結局は言ってしまえば「夫婦が夫婦を見て夫婦のことを考える」だけの映画なので、一応追手がいたりとかっていうのはあるんですが、実際は「ながーい夫婦喧嘩と仲直り」をコミカルに楽しむ映画って感じでしょうか。
あとは…いや、特に無し!
深さも無いけど、それなりに楽しめる、最初にも書きましたがひじょーーに無難な映画です。
見所はヒュー・グラントのダメ男っぽさでしょうか。この人のこのダメっぽい感じ、これは(何の映画でも)一見の価値アリと思います。
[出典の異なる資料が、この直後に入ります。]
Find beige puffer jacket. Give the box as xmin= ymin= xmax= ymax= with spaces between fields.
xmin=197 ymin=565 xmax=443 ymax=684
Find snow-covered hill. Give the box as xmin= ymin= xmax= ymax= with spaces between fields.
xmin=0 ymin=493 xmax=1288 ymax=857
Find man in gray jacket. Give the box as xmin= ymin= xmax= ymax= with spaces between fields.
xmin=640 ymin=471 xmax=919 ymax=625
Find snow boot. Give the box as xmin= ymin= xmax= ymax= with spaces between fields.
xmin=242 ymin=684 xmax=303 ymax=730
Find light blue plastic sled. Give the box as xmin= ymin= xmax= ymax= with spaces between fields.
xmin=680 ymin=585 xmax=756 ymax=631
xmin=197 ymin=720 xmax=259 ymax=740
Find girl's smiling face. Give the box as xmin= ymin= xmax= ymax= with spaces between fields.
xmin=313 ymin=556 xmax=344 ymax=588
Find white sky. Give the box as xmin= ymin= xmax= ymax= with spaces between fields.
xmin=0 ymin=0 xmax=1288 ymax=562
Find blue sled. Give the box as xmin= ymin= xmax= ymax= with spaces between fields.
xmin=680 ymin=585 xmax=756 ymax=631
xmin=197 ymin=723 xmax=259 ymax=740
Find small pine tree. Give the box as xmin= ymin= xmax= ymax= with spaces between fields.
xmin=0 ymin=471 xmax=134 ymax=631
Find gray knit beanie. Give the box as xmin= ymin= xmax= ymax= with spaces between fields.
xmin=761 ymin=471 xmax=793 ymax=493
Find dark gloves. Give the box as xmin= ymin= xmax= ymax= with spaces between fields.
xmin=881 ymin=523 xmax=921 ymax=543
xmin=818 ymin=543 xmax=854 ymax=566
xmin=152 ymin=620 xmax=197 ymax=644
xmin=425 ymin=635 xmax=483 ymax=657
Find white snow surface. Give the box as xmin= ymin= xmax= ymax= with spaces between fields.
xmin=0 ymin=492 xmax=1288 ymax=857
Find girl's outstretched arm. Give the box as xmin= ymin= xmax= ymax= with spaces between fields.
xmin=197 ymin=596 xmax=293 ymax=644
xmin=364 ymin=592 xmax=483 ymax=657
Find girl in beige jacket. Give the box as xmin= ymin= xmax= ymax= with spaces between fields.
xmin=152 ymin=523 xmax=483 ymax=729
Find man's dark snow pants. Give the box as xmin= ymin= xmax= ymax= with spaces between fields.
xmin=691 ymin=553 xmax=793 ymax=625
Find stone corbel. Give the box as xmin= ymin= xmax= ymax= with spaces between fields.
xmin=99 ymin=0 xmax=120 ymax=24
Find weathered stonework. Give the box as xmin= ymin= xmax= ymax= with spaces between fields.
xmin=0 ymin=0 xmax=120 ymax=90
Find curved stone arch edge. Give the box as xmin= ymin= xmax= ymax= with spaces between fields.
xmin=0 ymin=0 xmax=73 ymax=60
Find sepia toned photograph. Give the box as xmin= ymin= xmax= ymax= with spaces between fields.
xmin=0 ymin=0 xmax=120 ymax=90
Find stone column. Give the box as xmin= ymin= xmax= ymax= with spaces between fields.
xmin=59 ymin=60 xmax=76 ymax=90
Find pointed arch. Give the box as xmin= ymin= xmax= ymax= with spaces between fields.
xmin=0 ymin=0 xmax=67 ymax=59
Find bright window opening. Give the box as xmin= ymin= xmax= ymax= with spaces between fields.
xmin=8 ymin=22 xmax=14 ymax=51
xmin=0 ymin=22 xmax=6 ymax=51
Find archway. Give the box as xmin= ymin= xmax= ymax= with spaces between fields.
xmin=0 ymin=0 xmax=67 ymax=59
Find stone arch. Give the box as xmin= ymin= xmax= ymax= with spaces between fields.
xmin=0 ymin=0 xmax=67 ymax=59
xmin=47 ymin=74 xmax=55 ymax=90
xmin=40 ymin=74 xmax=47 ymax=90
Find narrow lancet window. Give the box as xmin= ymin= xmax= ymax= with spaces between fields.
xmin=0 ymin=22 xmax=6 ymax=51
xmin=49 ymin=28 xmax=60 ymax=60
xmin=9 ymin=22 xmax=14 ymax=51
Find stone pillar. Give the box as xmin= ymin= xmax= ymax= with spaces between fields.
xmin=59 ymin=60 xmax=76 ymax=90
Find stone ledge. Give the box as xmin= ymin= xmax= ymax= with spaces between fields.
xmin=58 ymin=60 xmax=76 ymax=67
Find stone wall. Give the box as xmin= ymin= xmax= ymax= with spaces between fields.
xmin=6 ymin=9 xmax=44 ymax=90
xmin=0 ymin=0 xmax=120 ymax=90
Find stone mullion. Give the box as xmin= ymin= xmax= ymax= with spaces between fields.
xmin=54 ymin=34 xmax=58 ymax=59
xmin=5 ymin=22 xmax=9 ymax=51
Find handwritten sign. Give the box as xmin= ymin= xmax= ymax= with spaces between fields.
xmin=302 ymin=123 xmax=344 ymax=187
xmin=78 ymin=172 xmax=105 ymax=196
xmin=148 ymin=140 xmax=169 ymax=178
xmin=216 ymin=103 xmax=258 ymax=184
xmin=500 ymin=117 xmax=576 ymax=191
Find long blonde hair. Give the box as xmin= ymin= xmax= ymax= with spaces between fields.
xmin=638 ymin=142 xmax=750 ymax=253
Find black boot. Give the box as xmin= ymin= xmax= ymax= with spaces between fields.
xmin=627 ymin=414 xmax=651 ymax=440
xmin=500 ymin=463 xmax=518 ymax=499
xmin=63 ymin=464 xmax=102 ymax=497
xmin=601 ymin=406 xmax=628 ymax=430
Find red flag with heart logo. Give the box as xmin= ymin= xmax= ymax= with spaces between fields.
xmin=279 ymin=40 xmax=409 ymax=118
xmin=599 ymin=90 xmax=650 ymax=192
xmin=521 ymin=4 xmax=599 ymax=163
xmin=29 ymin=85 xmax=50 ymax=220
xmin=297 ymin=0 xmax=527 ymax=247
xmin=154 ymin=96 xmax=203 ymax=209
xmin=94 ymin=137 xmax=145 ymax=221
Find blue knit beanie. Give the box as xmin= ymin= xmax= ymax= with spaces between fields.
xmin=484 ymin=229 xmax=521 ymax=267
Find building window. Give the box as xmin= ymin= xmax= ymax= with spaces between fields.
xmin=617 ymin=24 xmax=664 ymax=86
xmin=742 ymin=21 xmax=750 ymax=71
思い起こせば、中世の貴族に扮していた「いつか晴れた日に」の頃からなんとなくダメそうな雰囲気を醸し出す印象は変わらず、まさに「愛すべきダメ男俳優」というWikipediaの説明そのまま。
切れ味のないイイ男、これもまたいいもんです。
このシーンがイイ!
好きだったというか良かったというか、笑ったのはやっぱりモーガン夫妻の助手二人のやりとりですね。この二人が本当にまたいい味出してて。特にやっぱり初キスのシーンでしょうか。
ココが○
軽く楽しめる娯楽感。エログロの類もないし、田舎の優しさも出てくるし、お決まりながら誰でも観られる幅の広さはグッジョブです。
ココが×
まあ舞台から設定から、何もかもが予想通りになってくるので、ダラダラ観るだけ、って感じにはなっちゃいますね。もう一歩、切れ味とかスパイスみたいなものがあればなぁと思います。
MVA
主演夫婦二組はどの人も役にマッチしててよかったですが、やっぱり何と言ってもヒュー・グラントのダメっぽさ…は上に書いたので。
メアリー・スティーンバージェン(エマ・ウィーラー役)
この人がなんとなく西部づいているイメージがあるのは、BTTF3のせいなんでしょうか。
この人がたくましく薪を割る横で、ヒュー・グラントがやっぱりダメ男らしくひとつも割れない、あのシーンなんかもそうでしたが、「綺麗で暖かい田舎のオバサン」な感じがピッタリで。この配役は絶妙だなぁと思いましたねぇ。
歳をとっても地味に居場所がある女優さんっていうのはなかなかいいですね。